The LandAmerica Defendants intend to vigorously defend the Baker Suit.
Although not parties to the State of California Suit, the California
Subsidiaries are cooperating with the Controller's Office in the conduct of
unclaimed property audits, and with the Department of Insurance in a limited
examination with respect to banking relationships. Both suits are still in their
initial stages, and at this time no estimate of the amount or range of loss that
could result from an unfavorable outcome can be made.

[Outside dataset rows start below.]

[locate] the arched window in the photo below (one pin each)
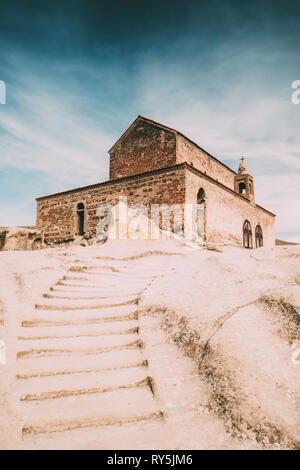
(259, 240)
(247, 234)
(80, 216)
(242, 188)
(200, 221)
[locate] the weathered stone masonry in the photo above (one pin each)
(154, 164)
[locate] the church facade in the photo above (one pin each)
(154, 165)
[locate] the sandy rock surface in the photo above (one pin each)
(153, 345)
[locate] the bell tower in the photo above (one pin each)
(244, 183)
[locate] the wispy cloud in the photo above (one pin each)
(220, 74)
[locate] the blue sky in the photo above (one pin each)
(79, 73)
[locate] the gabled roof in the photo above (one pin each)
(158, 124)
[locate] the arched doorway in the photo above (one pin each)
(200, 221)
(247, 234)
(259, 240)
(80, 216)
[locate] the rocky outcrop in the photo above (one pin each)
(20, 238)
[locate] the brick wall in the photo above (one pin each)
(145, 147)
(190, 153)
(226, 212)
(57, 214)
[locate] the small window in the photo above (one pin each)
(242, 188)
(80, 215)
(247, 234)
(201, 196)
(259, 241)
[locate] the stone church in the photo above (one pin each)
(155, 164)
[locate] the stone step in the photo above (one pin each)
(74, 304)
(82, 316)
(117, 292)
(75, 295)
(45, 387)
(54, 365)
(63, 351)
(74, 412)
(79, 342)
(116, 327)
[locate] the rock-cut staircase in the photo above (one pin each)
(80, 359)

ITEM 4. SUBMISSION OF MATTERS TO A VOTE OF SECURITY HOLDERS

No matters were submitted to a vote of security holders during the
fourth quarter of 1999.









-15-


EXECUTIVE OFFICERS OF THE REGISTRANT

Set forth below are the persons who serve as executive officers of the
registrant, their ages and positions as of March 17, 2000, and their business
experience during the prior five years. There are no family relationships
between any of such persons and any director, executive officer, or person
nominated to become a director or executive officer.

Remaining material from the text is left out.